In Washington County –– where the epizootic hemorrhagic disease outbreak was most dramatic last year –– hunters bagged just 783 deer in the 2025–26 season, compared to a previous three-year average of 4,087, according to data released by the Ohio Department of Natural Resources.
In Athens County, hunters bagged 917 deer compared to the three-year average of 3,306; in Meigs County, hunters bagged 1,060 compared to the three-year average of 3,338.
State officials and hunters described the regional outbreak of epizootic hemorrhagic disease last summer and fall as unprecedented. Ohio Wildlife Council Chair Mike Rex said “that’s an understatement.”
“I don’t think that anybody that pays attention to deer and wildlife could have ever imagined the scope and the magnitude of die-off that we saw in this part of the state,” Rex told the Independent.
The Ohio Department of Natural Resources received 9,281 reports of dead or sick deer in 2025 –– by far the most ever reported. Those illness and death reports can be largely attributed to EHD.
About 55% of reports came from Athens, Washington and Meigs counties.
EHD is spread by midges and kills infected deer primarily through internal bleeding and fluid in the lungs. Deer infected with EHD often die near bodies of water, as the disease also causes high fevers and dehydration.
“The outbreaks we’ve had in the past were localized to a drainage section, a township,” Rex added. “This blanketed hundreds of square miles – blanketed. … It was unlike anything we’ve ever seen before.”
Ohio experienced EHD outbreaks in 2024 and 2022, with just over 2,000 dead or sick deer reported in 2024, more than in the previous outbreak. During both outbreaks, hunters bagged deer at levels near averages from preceding three-year periods for Athens, Meigs and Washington counties.
The most recent outbreak began in late summer and began to slow in October, when the midges that spread the disease began dying back after the first frost, Rex said. However, hunters felt the impact throughout the hunting season, Sept. 13, 2025–Feb. 1.
In response to the crisis, the Ohio Division of Wildlife reduced the deer bag limit for each hunter from three to one in those counties, and from three to two in Morgan County, effective Dec. 1, 2025. That policy change was approved by the Ohio Wildlife Council in November 2025, and was shaped by calls from hunters to protect deer populations.
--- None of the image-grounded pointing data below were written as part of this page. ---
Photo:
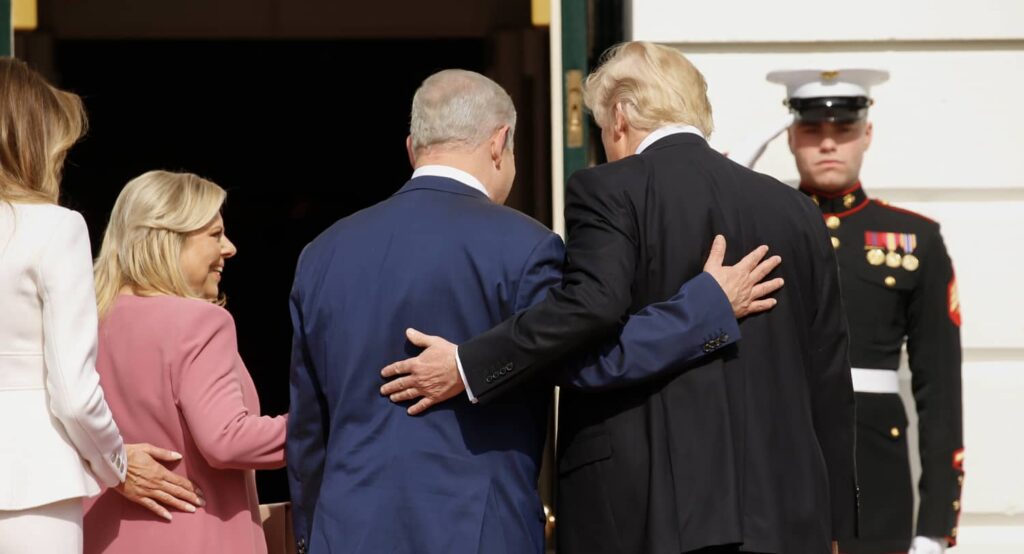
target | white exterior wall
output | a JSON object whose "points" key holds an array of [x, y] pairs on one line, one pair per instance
{"points": [[948, 142]]}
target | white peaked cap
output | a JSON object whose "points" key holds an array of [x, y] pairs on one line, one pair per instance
{"points": [[823, 83]]}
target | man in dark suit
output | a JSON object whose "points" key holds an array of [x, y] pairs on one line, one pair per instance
{"points": [[444, 256], [751, 451]]}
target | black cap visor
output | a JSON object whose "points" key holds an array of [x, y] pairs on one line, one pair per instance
{"points": [[830, 109]]}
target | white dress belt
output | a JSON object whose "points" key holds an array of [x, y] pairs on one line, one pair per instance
{"points": [[875, 380]]}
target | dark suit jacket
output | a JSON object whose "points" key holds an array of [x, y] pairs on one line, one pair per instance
{"points": [[461, 478], [756, 444]]}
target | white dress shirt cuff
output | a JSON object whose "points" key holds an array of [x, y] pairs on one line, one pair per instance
{"points": [[462, 373]]}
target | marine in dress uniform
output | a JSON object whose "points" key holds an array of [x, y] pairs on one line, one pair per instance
{"points": [[898, 287]]}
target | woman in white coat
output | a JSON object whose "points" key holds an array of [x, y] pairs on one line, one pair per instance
{"points": [[58, 442]]}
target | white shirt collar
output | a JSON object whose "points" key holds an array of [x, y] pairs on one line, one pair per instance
{"points": [[451, 173], [663, 132]]}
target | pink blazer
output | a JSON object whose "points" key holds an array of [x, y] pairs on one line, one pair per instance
{"points": [[173, 377]]}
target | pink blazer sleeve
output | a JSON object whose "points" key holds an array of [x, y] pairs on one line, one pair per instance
{"points": [[210, 394]]}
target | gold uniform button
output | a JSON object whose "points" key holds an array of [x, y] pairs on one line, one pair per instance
{"points": [[876, 256]]}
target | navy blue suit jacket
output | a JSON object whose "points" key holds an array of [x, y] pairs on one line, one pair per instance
{"points": [[440, 257]]}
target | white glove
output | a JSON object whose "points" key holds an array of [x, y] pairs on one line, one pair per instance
{"points": [[751, 148], [928, 545]]}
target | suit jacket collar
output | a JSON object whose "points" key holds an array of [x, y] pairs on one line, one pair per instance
{"points": [[443, 184], [674, 140]]}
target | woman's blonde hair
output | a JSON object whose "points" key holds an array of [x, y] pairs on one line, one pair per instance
{"points": [[152, 218], [38, 126], [654, 85]]}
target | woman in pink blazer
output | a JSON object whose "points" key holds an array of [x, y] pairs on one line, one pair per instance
{"points": [[58, 441], [169, 363]]}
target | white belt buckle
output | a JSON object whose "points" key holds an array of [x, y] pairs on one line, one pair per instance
{"points": [[884, 381]]}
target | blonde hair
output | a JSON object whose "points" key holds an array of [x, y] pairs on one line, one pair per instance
{"points": [[459, 108], [152, 218], [654, 85], [38, 125]]}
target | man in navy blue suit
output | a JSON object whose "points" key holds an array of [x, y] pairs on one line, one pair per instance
{"points": [[444, 256]]}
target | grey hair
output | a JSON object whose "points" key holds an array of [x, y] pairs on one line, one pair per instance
{"points": [[460, 109]]}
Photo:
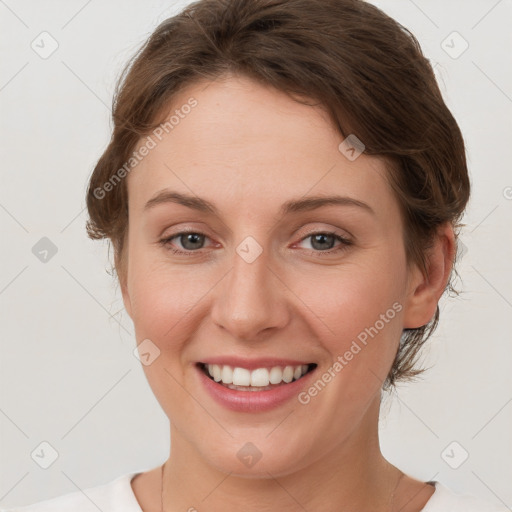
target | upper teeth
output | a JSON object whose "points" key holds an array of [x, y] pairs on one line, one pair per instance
{"points": [[260, 377]]}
Rex, who chairs the Ohio Wildlife Council, expects similar restrictions on the deer season in those counties for the 2026–27 season as the deer population recovers, he said.
“I would hope, and I can’t say for sure, but I would certainly anticipate the Division of Wildlife will have some sort of a reduced bag limit going forward, for the immediate future, for Athens, Meigs, Washington and probably Morgan counties,” Rex said. “I can’t imagine them just saying, ‘Okay, we’re going back to usual next year.’ The herd can’t sustain it.”
Rex said he believes the region’s deer population will recover.
“I think the deer will recover. I think they will come back,” Rex said. “What is concerning is, was this an anomaly? Was this a once in a lifetime event, or is this just a sign of the times? And I don’t know that anybody can answer that question.”
Long prevalent annually further south, EHD has been spreading north as a result of climate change. Ohio deer do not have immunity to the disease, unlike the counterparts farther south.